Lorsqu’elles sont pleinement opérationnelles, ces interconnexions agissent comme un système circulatoire capable de rééquilibrer les besoins énergétiques du continent. Les bénéfices se déclinent sur trois axes majeurs :

1. Un levier pour la compétitivité industrielle

Pour les industriels africains, la disponibilité constante de l’électricité est souvent le facteur limitant numéro un. Une énergie importée ou mutualisée via le réseau régional permet de :

  • Réduire les coûts opérationnels : Moins de dépendance aux groupes électrogènes diesel, onéreux et polluants.
  • Garantir la fiabilité : Une stabilité de la tension qui préserve les machines et optimise les chaînes de production.
  • Favoriser l’attractivité : Un réseau stable est une condition sine qua non pour rassurer les investisseurs étrangers et développer le tissu manufacturier local.

2. Une réponse structurelle aux délestages

Les pays membres des pools énergétiques ne subissent plus la pénurie de manière isolée. Le mécanisme de solidarité énergétique permet de :

  1. Mutualiser les réserves : Un surplus hydroélectrique dans un pays A peut compenser une sécheresse dans un pays B.
  2. Lisser la demande : En redistribuant l’énergie à l’échelle régionale, on réduit considérablement la fréquence et la durée des délestages tournants.
  3. Optimiser le mix énergétique : Chaque nation peut se concentrer sur ses ressources les plus compétitives (solaire, hydraulique, gaz) tout en bénéficiant de la complémentarité des voisins.

3. L’accélération de l’accès universel à l’énergie

Le bénéfice ultime reste social. En abaissant le coût moyen de production par une économie d’échelle régionale, le prix du kilowatt-heure pour le consommateur final peut être mieux maîtrisé.

« L’intégration énergétique n’est pas seulement une question de câbles et de pylônes ; c’est le moteur indispensable pour accélérer l’accès universel à l’énergie, pilier central du développement humain en Afrique. » – Source externe

Cette dynamique crée un cercle vertueux : une électricité plus abordable et plus fiable permet aux ménages de s’équiper, aux petites entreprises de se développer et, in fine, soutient une croissance inclusive qui bénéficie à des millions de foyers encore privés de courant.

Conclusion : L’intégration énergétique régionale, condition d’un développement durable

Les pools énergétiques WAPP et EAPP représentent bien plus que de simples projets d’infrastructure : ils constituent les fondations d’une souveraineté énergétique collective indispensable pour le continent africain.
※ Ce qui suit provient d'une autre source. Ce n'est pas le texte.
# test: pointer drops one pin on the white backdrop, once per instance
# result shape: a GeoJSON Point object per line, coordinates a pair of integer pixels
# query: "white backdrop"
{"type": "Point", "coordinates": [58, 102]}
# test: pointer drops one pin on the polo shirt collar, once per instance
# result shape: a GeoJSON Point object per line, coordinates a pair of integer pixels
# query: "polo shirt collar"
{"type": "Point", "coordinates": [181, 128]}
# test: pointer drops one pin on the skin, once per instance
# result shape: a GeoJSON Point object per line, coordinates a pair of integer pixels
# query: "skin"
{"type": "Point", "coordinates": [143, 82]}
En 2026, si les avancées sur le terrain sont indéniables, le chemin vers un marché commun pleinement intégré et fluide reste encore parsemé d’embûches.

La réussite de ce basculement vers une gestion transfrontalière dépend désormais de trois piliers fondamentaux :

  • Une volonté politique affirmée : Les États doivent accepter de dépasser les logiques de repli national pour s’inscrire dans une interdépendance vertueuse.
  • La robustesse des institutions : La mise en place de régulateurs régionaux forts est nécessaire pour garantir l’équité des échanges et la fiabilité technique du réseau.
  • Une stratégie de financement pérenne : Au-delà des aides extérieures, l’attractivité du marché doit permettre de mobiliser durablement le capital privé.

L’interconnexion n’est pas une finalité, mais le catalyseur d’un développement durable. En mutualisant les ressources, l’Afrique se donne les moyens de transformer son potentiel énergétique en un moteur de croissance industrielle et sociale pour l’ensemble de ses populations. Le défi est ambitieux, mais il est la condition sine qua non pour écrire le prochain chapitre de l’indépendance économique du continent.